Labels for the 15-s intervals were extracted from the 30-s epoch labels by copying the epoch label values in the corresponding 15-s interval. Labels that were unknown were interpolated using adjacent labels, and when the labels were unknown in the beginning or the end of the recording, these were re-labeled as ‘wake’. For training and validating the model, ‘wake’ was defined as 0, ‘REM’ was defined as 1, ‘light sleep’ was defined as 2, and ‘deep sleep’ was defined as 3.

2.3 Deep neural network architecture

The details of the deep neural network architecture used in this study can be seen on Fig. 3. The input to the network is composed of 2400 sequential features (2400 × 4) including IBI, IBISD, 4-min HR SD, and ABD range measured over 10 h of sleep. If the duration of a PSG record did not reach 10 h, the features and the labels were padded at the beginning with zeros to match 10 h. The network has a U-Net [43] shape with features being encoded with 4 layers of dilated convolutions, middle block with convolution and recurrent layers, decoding with 4 layers of dilated convolutions, and residual connections between the encoding and decoding layers. Lastly, the decoded output is activated with softmax to represent the probability of each class in the output 4-class hypnogram. In total, the model consisted of 76,552 trainable parameters and 496 non-trainable parameters. The output of the model was compared to the reference hypnogram using cross-entropy.
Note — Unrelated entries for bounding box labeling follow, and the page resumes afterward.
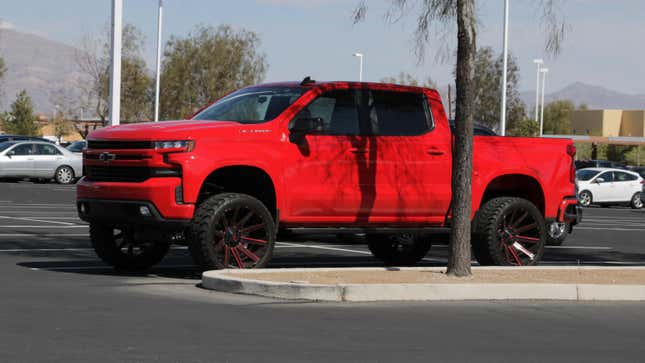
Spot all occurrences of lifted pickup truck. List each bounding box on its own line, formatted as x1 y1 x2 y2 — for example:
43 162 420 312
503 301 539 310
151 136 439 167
77 78 580 269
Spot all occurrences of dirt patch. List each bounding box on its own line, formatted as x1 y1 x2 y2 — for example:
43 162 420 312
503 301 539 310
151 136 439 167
219 268 645 285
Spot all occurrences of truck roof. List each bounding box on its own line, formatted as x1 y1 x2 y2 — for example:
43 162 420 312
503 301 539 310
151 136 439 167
251 81 437 92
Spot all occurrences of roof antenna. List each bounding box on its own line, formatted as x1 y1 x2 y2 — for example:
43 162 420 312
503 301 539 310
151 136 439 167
300 76 316 86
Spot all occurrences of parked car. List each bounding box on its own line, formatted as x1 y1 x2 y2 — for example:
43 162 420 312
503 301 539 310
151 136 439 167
0 134 53 143
65 140 87 153
0 141 83 184
629 166 645 179
576 160 627 170
576 168 644 209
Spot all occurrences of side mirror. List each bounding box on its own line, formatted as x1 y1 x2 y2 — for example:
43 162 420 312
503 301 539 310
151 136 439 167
289 117 323 135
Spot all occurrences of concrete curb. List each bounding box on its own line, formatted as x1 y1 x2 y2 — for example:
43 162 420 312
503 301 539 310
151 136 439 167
202 266 645 302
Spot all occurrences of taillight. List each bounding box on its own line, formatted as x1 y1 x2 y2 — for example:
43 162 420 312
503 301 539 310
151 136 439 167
567 144 577 183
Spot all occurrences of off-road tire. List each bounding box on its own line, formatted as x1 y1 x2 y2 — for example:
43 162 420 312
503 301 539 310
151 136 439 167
629 192 643 209
90 223 170 271
578 190 593 207
366 233 432 266
188 193 276 270
54 165 76 184
472 197 547 266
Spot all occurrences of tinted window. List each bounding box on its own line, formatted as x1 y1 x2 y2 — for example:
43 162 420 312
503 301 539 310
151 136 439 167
614 171 638 181
11 144 34 155
67 141 86 153
372 91 430 136
194 87 303 124
598 171 614 183
36 144 61 155
297 90 360 135
576 170 598 181
0 142 14 151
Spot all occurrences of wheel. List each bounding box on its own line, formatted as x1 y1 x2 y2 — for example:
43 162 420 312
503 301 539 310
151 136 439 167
366 233 432 266
546 222 569 246
90 223 170 271
54 165 74 184
188 193 276 270
578 190 593 207
629 193 643 209
472 197 546 266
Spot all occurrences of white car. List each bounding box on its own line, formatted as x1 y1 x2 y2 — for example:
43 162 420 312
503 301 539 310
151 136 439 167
0 141 83 184
576 168 644 209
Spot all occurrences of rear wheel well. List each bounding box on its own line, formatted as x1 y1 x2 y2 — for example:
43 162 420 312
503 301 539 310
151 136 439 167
197 166 277 218
479 174 545 215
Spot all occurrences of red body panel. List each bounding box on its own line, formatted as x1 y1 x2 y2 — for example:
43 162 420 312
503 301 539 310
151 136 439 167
78 82 575 226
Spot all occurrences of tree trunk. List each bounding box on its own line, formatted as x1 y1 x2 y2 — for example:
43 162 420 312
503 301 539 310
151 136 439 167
447 0 477 276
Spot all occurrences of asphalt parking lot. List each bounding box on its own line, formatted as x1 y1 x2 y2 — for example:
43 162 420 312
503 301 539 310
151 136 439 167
0 183 645 362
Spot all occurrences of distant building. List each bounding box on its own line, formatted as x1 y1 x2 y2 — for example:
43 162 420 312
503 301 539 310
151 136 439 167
571 110 645 137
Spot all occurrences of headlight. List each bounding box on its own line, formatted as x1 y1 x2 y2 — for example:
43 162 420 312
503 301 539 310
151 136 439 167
155 140 195 152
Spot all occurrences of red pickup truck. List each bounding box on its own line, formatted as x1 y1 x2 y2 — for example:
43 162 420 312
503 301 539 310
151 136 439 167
77 78 580 270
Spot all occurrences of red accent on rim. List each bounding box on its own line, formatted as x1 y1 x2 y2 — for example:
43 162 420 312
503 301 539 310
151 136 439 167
242 237 268 245
507 247 522 266
237 245 260 262
231 247 244 268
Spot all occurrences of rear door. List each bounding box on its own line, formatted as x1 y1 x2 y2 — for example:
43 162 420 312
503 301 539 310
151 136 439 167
2 143 35 177
34 144 63 178
369 90 451 224
614 171 641 202
589 171 616 202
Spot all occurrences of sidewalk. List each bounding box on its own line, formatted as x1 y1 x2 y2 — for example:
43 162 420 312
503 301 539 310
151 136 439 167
202 266 645 301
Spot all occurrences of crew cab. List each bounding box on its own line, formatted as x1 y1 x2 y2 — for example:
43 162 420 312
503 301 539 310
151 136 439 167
77 78 580 269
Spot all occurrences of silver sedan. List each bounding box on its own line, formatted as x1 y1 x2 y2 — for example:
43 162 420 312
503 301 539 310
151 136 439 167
0 141 83 184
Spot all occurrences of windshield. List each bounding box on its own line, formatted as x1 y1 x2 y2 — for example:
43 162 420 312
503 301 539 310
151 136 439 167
0 142 15 152
193 87 305 124
576 170 600 181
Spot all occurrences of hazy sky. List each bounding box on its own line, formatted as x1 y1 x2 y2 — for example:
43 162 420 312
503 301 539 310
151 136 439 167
0 0 645 94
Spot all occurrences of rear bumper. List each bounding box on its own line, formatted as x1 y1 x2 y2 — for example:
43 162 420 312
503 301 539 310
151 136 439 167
76 178 195 224
557 197 582 225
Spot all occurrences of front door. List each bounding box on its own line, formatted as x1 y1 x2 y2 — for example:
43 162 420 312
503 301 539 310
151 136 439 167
282 89 374 224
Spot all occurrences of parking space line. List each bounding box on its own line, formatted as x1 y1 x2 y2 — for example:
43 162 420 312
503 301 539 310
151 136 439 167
0 233 88 238
0 224 89 228
0 216 75 226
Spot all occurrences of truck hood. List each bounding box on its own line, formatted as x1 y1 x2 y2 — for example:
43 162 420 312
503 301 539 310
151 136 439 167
88 120 243 141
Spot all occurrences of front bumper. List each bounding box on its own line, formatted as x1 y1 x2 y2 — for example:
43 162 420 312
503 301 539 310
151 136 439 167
76 199 190 230
76 178 195 224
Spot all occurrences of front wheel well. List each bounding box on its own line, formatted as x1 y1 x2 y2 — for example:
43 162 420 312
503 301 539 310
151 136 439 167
197 165 277 218
479 174 545 215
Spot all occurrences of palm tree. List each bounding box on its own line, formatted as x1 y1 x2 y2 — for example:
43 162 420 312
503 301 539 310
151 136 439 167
354 0 566 276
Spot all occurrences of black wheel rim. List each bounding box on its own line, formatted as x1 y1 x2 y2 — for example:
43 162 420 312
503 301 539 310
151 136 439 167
213 205 271 269
497 207 543 266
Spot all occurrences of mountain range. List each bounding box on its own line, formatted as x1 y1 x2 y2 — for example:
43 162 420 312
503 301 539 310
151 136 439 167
0 28 645 114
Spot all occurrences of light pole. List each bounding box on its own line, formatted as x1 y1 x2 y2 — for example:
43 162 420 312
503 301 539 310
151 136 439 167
110 0 123 126
540 68 549 137
354 53 364 82
533 59 544 121
155 0 163 122
499 0 509 136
2.4 Model training, validation, and fine-tuning

The training hyperparameters were chosen based on experimental search. A batch size of 100 was used for all training steps. Following each training, the model was tested on the external validation datasets to calculate the corresponding accuracy, Cohen’s κ, and confusion matrix.

2.4.1 Initial optimization with R&K-labeled dataset

For the initial training, an Adam optimizer with initial learning rate of 1e-4 was used to update the model parameters according to cross-entropy loss. The data from the R&K dataset were randomly mixed and partitioned in 4-to-1 ratio for training and validation, resulting in 6985 recordings for training and 1746 recordings for internal validation.

2.4.2 Fine-tuning with AASM-labeled data

To optimize the model to the AASM scoring standards, the model from the above was fine-tuned using the AASM-labeled dataset. In the same manner, the data was mixed and partitioned for training and validation, resulting in 1313 recordings for training and 328 recordings for internal validation. The weights of the encoding layers of the model were kept frozen, and only the middle and the decoding layers were updated using an Adam optimizer with initial learning rate of 1e-5.

2.4.3 AASM-model training without fine-tuning

To compare the results of the model on AASM-labeled data with and without fine-tuning using the R&K-labeled data, the same model was trained solely on AASM-labeled data with randomly initialized layers. An Adam optimizer with initial learning rate of 1e-4 was used to update the model parameters.

3 Results

Following R&K optimization, prediction on CCC resulted in accuracy of 73.4% with Cohen’s κ of 0.561 and accuracy of 77.2% and Cohen’s κ of 0.594 for SNUH. After fine-tuning using AASM-labeled datasets, prediction on CCC resulted in accuracy of 76.6% with Cohen’s κ of 0.606 and accuracy of 81.0% and Cohen’s κ of 0.673 for SNUH. For the model solely trained on AASM-labeled datasets, CCC prediction led to accuracy of 66.1% and Cohen’s κ of 0.448, while SNUH prediction showed accuracy of 72.6% and Cohen’s κ of 0.545. These results are summarized in the corresponding confusion matrices shown in Fig. 4

A median example of the predicted hypnogram and the reference hypnogram are shown in Fig. 5, and performance comparison against a previous study is presented on Table 1.

Table 1 Comparison of external validation results to a prior study

Full size table

4 Discussion

The method proposed in this study yielded significant results in sleep staging using unobtrusive features which could be measured easily in an out-of-clinic setting. Due to the nature of deep neural network models to overfit the training data, thorough external validation is critical for developing a widely generalizable sleep staging model which can be applied to different sleep patterns. As seen on Table 1, the external validation of the fine-tuned model led to overall improved results in the CCC database and in the SNUH database. However, the results were not in-line with the initial hypothesis that fine-tuning using AASM-labeled dataset will lead to better prediction in deep sleep stage, and this will be discussed in Sect. 4.2.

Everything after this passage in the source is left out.